By Paul Homewood
The World Meteorological Organisation says there’s a growing chance that global temperatures will break the 1.5C threshold over the next five years, compared to pre-industrial levels.
It says there’s a 20% possibility the critical mark will be broken in any one year before 2024.
But the assessment says there’s a 70% chance it will be broken in one or more months in those five years.
Scientists say that keeping below 1.5C will avoid the worst climate impacts.
The target was agreed by world leaders in the 2015 Paris climate accord accord.
They committed to pursue efforts to try to keep the world from warming by more than 1.5C this century.
This new assessment, carried out by the UK’s Met Office for the World Meteorological Organisation (WMO), says there’s a growing chance that this level will be breached.
Researchers say that the Earth’s average annual temperature is already more than 1C higher than it was in the 1850s – and will probably stay around this level over the next five years.
Paul Homewood comments:
The rest of the article is the usual load of drivel from Matt McGrath, including the absurd claim that there will be more storms over western Europe thanks to rising sea levels. What on earth do rising sea levels have to do with storms?
I still cannot understand the obsession with pre-industrial temperatures. For whatever reason the world has warmed up a bit since the Little Ice Age, and is a thoroughly better place to live as a result.
As McGrath notes, the world appears to be about a degree warmer than back then.
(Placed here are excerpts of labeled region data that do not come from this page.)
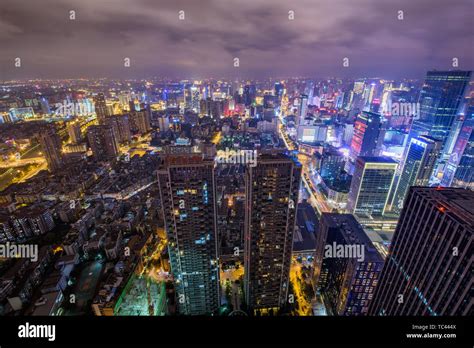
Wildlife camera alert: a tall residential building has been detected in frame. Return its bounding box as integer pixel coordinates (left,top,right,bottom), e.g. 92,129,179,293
451,129,474,190
105,115,132,143
158,153,220,315
296,94,308,126
441,102,474,189
314,213,384,315
350,111,385,161
392,135,441,211
244,153,301,313
347,157,397,215
369,187,474,316
316,148,346,183
38,126,63,172
94,93,110,124
129,110,151,135
67,121,82,144
87,125,119,161
410,71,471,158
So when they talk of 1.5C warming, they don’t mean from now, but from the 1850s:
So they really mean half a degree of warming from current temperatures. Yet global temperatures can fluctuate by about half a degree anyway from year to year, and the El Nino year of 2016 was already pushing the 1.5C mark.
Why then should anybody be scared by the prospect of similar years in future?
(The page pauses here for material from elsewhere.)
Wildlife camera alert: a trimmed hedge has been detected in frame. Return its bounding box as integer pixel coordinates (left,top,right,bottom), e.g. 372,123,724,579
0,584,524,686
Of course, the real reason for the 1.5C marker is that it sounds much scarier than 0.5C. Unfortunately for themselves, climate scientists, green activists and governments, having staked their reputations on the 1.5C mark, now find themselves in the position where it could come and go without anybody actually noticing. This would really undermine their apocalyptic threats.
This no doubt is one reason why Matt McGrath has included this chart. (It also plays a video on the BBC page. It ends with weatherman, Matt Taylor, telling us we must curb our emissions. I’m not quite sure when it became the job of a weatherman to tell the public how to live their lives!):
He no doubt hopes to scare people about increasing heatwaves, though I’m not sure why they would worry about 19 hot days in a decade?
But what about the figures? Do they reflect what has actually been happening?
A glimpse at the average maximum temperatures in summer suggests that summers are not getting hotter, as the BBC chart implies. Certainly not since 1976:
The BBC’s chart is actually pretty meaningless and misleading, as it is based on an everchanging mix of stations, many affected by UHI. As more and more sites get added to the Met Office monitoring network, the more likely it becomes that one station will record a 30C day.
And, of course, some parts of the country are naturally warmer than others, so you cannot compare a temperature at Heathrow with one in Sheffield. There is only one way to monitor trends, and that is to use a consistent database of daily temperatures. The only one we have, other than individual stations, is the Central England Temperature series.
When we analyse daily temperatures above 28C, we find:
Decades run from 1880 to 1889, etc. I have chosen a 28C threshold, as CET tends to be a bit lower than the temperatures in the southeast, where most of the 30C days occur. But we can also do the same exercise with 30C days:
Neither chart shows any evidence that hot days are becoming more frequent, as the BBC purport to claim. Hot days in the most recent decade are less frequent than in the 1970s and 1990s. They are also not distinguishable from the 1940s.
It is worthwhile noting, however, that the BBC chart begins in the cold 1960s. It also, for no obvious reason, only considers June temperatures. Maybe a chart beginning in 1900, and using temperatures across the summer as a whole, might have yielded different conclusions!